We managed to catch up with legendary mechanic and former JGR team manager, Jeremy Albrecht, at Anaheim and he shared his experiences of working for AMA supercross and motocross champions, Jeff Emig and James Stewart – two very different characters but two legends of the sport!
Jeremy on…
Jeff Emig
I mean the hard thing with McGrath at that time. He was so much better than everybody else. And I felt like he just got the holeshot and would cruise around and just keep a gap enough for you to think you have a shot. And every year, yeah, we joke around, we go to the river and we see McGrath and tell him, don’t party. Let’s try to beat him this year. And we think we got him and then we go and McGrath’s better than he was the year before!
So I mean, really whoops was, I would say, Emig’s weakness a little bit back then. He would always wait for this groove to be in when there wore out. He would do better in the main because he could jump through him. But yeah, he just liked to suspension too soft and too plush. He liked a plush or feeling bike. And it needed to be a little more rigid, which I think he learned later in his career toward the end. If he would have did that earlier on, I think it would have helped him.
But he did great like Daytona. He won Daytona supercross mainly because we used outdoor suspension and he likes it real plush. And the track got rough and it was more kind of technique there. You kind of feel your way around the track. Not really timing like Supercross is.
McGrath just had great timing, great whoops speed. He was on a different level than everybody back then. And it was cool to work on it and try to get him to beat him, which we finally did. So that was cool.

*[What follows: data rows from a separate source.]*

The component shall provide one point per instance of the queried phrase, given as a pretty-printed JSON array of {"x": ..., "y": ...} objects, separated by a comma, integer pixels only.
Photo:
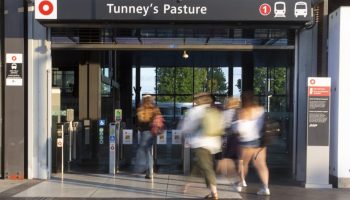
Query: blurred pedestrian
[
  {"x": 231, "y": 165},
  {"x": 250, "y": 127},
  {"x": 146, "y": 115},
  {"x": 203, "y": 144}
]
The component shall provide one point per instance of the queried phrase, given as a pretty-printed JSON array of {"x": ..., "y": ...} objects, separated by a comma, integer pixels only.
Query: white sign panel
[
  {"x": 127, "y": 136},
  {"x": 14, "y": 58},
  {"x": 59, "y": 142},
  {"x": 176, "y": 137},
  {"x": 161, "y": 139},
  {"x": 14, "y": 69},
  {"x": 138, "y": 137},
  {"x": 45, "y": 9}
]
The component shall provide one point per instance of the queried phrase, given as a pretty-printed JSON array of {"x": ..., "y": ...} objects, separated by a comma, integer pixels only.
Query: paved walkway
[{"x": 164, "y": 186}]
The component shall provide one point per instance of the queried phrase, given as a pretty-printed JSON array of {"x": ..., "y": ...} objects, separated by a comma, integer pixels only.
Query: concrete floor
[{"x": 164, "y": 186}]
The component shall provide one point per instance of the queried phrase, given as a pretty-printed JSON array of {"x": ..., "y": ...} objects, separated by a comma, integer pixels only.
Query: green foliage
[{"x": 179, "y": 81}]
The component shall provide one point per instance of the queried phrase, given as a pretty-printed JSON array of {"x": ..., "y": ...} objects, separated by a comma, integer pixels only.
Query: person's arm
[{"x": 190, "y": 122}]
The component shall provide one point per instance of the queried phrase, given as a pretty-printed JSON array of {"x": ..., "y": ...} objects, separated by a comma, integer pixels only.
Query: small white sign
[
  {"x": 14, "y": 58},
  {"x": 127, "y": 136},
  {"x": 161, "y": 139},
  {"x": 45, "y": 9},
  {"x": 112, "y": 147},
  {"x": 14, "y": 69},
  {"x": 176, "y": 137},
  {"x": 59, "y": 142},
  {"x": 138, "y": 137}
]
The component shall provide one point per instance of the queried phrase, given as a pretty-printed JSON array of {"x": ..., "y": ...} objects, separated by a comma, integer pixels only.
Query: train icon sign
[
  {"x": 265, "y": 9},
  {"x": 45, "y": 9}
]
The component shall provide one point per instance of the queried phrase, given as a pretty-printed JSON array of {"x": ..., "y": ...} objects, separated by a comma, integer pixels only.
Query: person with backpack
[
  {"x": 205, "y": 124},
  {"x": 230, "y": 164},
  {"x": 250, "y": 126},
  {"x": 150, "y": 123}
]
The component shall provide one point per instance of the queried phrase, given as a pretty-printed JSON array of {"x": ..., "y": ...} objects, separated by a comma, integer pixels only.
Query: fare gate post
[{"x": 114, "y": 147}]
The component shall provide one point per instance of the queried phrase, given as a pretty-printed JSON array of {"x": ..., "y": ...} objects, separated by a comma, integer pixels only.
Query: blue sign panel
[{"x": 101, "y": 122}]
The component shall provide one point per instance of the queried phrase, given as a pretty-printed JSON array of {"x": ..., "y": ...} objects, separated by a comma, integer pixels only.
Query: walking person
[
  {"x": 146, "y": 115},
  {"x": 231, "y": 165},
  {"x": 250, "y": 127},
  {"x": 203, "y": 145}
]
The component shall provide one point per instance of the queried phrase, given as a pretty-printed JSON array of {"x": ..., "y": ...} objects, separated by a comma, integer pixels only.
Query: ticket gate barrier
[
  {"x": 114, "y": 147},
  {"x": 114, "y": 142}
]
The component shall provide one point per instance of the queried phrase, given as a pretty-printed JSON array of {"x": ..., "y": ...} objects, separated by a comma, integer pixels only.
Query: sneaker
[
  {"x": 244, "y": 184},
  {"x": 237, "y": 187},
  {"x": 148, "y": 177},
  {"x": 264, "y": 191}
]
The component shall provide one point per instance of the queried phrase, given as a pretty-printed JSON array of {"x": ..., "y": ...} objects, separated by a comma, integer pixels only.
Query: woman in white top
[{"x": 250, "y": 127}]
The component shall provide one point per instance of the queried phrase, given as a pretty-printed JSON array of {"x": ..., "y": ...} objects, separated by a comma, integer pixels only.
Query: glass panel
[
  {"x": 133, "y": 84},
  {"x": 183, "y": 103},
  {"x": 184, "y": 82},
  {"x": 167, "y": 109},
  {"x": 201, "y": 80},
  {"x": 148, "y": 83},
  {"x": 260, "y": 82},
  {"x": 237, "y": 81},
  {"x": 218, "y": 80},
  {"x": 165, "y": 81},
  {"x": 279, "y": 80}
]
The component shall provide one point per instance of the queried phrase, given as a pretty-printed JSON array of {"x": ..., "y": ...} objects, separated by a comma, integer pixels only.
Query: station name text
[{"x": 150, "y": 9}]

When he got hired at Kawasaki, actually, they didn’t expect him to win. They just knew he got good starts. So he got good starts and he actually got some podiums early on. So he was gaining confidence there.
He really liked the team. Roy Turner was a boss back then and he was really good at just making Emig feel like part of the team. And he knew that Emig party little long as he didn’t overdo it. It was fine. That’s kind of the way we all felt. Just kind of do it.
If you do good, let’s do it Sunday night or Saturday night or whatever the race was. Do it then and then train all week and get better. And that’s what he did for a long time and it worked.
You know, like anything, you end up pushing a little far and doing it too many times and then it doesn’t work. But yeah, Emig was really good at the outdoor stuff and when suspension was soft and he felt comfortable, like even like a seat. He didn’t like new seats. He liked it really soft and plush so I’d have to have people break in the seat foam for him. He hated a new seat. These weird kind of weird things, but yeah, he was a feel guy.
James Stewart
Probably more focused (than Emig). You know, I think his dad was definitely helping him stay focused, because he was so young. And I would say Emig was probably that way when his dad was around.
But then, you know, the tricky part with, hey, your dad’s around, your whole amateur career, they get you there, and then you go to a team and some of the guys can transition and keep it under control and some don’t. And it happens to this day.
Every day, every day with Stewart was unbelievable to watch. Like it actually was scary for me actually because every day I’m like worried that the bike has to be so perfect. He’d jump in quads and doing stuff that no one else does every day. Like it’s, to me, it’s too many chances all the time. I mean, I guess he just, yeah, he just likes doing it!
He liked the challenge all the time. Every day and he rode a lot. Like, you know, he definitely went through more parts and we had to get on a bike rotation with him every couple weeks and a bike to Florida. And yeah, he would tell me, you know, I want a brand new bike every time.
So I’d have to make the bike look brand new every time. So he thought he got a new bike every two weeks, but he didn’t. We just rotated and I redid him. A lot of new parts, obviously, and they’re rebuilt, but yeah. Back then, we actually did quite a bit of the work. Now the four strokes are a little more complicated.